Tom Reed was trained as an engineer and has an engineer’s orderly mind. Where politics is concerned, it led him to concentrate on organization. In turn, this led to an important role in Ronald Reagan’s first electoral victory, the governorship of California in 1966.

As happened to more than a few Americans, Reagan captured the imagination of Mr. Reed when he saw his 1964 televised speech late in the Goldwater campaign. Mr. Reed saw it from a Pittsburgh hotel room where he was working as an advance man in the campaign. About the speech he writes, it “struck a chord that jolted much of America’s body politic.”

When he returned home, he wrote a letter to Reagan urging him to run for office and offering his help. Reagan put the letter in a file labeled “Worthwhile.” That was at a time when some of Reagan’s friends, who had facilitated the televising of the speech, were talking with him about exploring a run for governor in 1966. These men came to be called the Kitchen Cabinet (although Mr. Reed prefers to call them “The Los Angeles Elders”).

In spring 1965, the successful campaign firm of Spencer-Roberts was hired to pilot Reagan’s campaign. He gave them his “Worthwhile” file and their San Francisco partner called Mr. Reed. He told Mr. Reed to organize Friends of Reagan volunteer committees throughout Northern California. Mr. Reed did so. On primary election day, Reagan carried the region against his rival, George Christopher, former mayor of San Francisco.

During that campaign, Mr. Reed often accompanied Reagan to events in towns in Northern California. After an event, Mr. Reed understood the need for the candidate to “decompress” with an audience of one. Through these occasions he began to understand what made the man tick.
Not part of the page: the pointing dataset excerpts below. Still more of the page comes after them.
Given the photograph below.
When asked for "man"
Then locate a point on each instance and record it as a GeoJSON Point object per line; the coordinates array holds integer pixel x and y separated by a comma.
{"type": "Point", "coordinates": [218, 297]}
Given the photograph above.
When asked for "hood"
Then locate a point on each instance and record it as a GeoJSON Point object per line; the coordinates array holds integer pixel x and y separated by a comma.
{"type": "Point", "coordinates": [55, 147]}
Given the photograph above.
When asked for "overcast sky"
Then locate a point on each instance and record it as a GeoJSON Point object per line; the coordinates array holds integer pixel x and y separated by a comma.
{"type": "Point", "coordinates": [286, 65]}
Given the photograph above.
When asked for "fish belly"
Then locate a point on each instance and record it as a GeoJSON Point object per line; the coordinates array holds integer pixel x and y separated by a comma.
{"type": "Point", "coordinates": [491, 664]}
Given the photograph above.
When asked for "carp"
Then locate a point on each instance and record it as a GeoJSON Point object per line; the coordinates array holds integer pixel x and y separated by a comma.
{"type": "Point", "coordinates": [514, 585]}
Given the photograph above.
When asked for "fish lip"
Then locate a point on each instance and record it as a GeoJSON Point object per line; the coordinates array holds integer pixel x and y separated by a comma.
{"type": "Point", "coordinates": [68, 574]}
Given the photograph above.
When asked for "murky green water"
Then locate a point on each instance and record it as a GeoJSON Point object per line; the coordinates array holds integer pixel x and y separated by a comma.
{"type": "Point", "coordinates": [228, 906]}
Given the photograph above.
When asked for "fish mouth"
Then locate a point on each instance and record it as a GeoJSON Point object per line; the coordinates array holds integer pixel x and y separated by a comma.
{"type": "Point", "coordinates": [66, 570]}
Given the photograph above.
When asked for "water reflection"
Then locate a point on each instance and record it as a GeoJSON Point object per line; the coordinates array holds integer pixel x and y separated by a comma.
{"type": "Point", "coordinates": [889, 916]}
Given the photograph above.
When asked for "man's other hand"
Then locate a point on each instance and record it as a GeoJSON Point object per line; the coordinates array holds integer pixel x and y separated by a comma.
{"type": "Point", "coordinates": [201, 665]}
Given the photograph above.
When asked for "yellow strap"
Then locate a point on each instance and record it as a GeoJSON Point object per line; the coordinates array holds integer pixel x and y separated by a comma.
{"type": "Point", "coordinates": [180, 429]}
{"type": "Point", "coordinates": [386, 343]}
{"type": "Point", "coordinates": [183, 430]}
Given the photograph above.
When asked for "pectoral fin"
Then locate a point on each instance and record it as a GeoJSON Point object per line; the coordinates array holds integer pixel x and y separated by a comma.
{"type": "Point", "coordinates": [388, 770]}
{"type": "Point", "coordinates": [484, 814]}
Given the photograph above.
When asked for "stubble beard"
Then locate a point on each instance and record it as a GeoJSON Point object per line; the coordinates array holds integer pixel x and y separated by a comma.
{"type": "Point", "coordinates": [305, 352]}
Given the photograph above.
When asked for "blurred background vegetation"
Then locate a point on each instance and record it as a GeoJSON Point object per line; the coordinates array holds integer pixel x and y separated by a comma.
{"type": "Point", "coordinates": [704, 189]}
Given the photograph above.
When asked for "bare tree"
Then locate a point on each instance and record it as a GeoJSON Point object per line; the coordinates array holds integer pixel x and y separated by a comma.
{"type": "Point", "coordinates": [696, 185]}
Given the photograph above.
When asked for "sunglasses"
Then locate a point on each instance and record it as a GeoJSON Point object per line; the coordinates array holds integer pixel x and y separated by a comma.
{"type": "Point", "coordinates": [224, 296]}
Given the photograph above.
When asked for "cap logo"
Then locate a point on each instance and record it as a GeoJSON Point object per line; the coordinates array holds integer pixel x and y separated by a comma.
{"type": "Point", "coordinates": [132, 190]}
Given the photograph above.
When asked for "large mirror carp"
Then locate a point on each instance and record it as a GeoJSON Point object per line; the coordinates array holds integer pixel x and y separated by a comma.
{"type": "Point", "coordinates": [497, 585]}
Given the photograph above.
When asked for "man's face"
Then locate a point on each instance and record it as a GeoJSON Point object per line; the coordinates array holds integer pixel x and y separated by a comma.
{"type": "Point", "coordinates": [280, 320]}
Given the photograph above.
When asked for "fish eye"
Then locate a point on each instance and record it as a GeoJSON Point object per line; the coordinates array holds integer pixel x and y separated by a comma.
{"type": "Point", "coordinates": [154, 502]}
Late in the primary campaign, Mr. Reed decided that the television spots produced by Reagan’s brother’s advertising agency office in Los Angeles would not work. So, he arranged for a local production company to turn out spots he felt worked. Judging from the election results, they did; however, it riled Neil Reagan which, in turn, upset the Kitchen Cabinet and Nancy Reagan. The upshot was that Mr. Reed was not appointed statewide chairman for the November campaign, as he hoped. He soldiered on and Reagan defeated incumbent Pat Brown by nearly 1 million votes.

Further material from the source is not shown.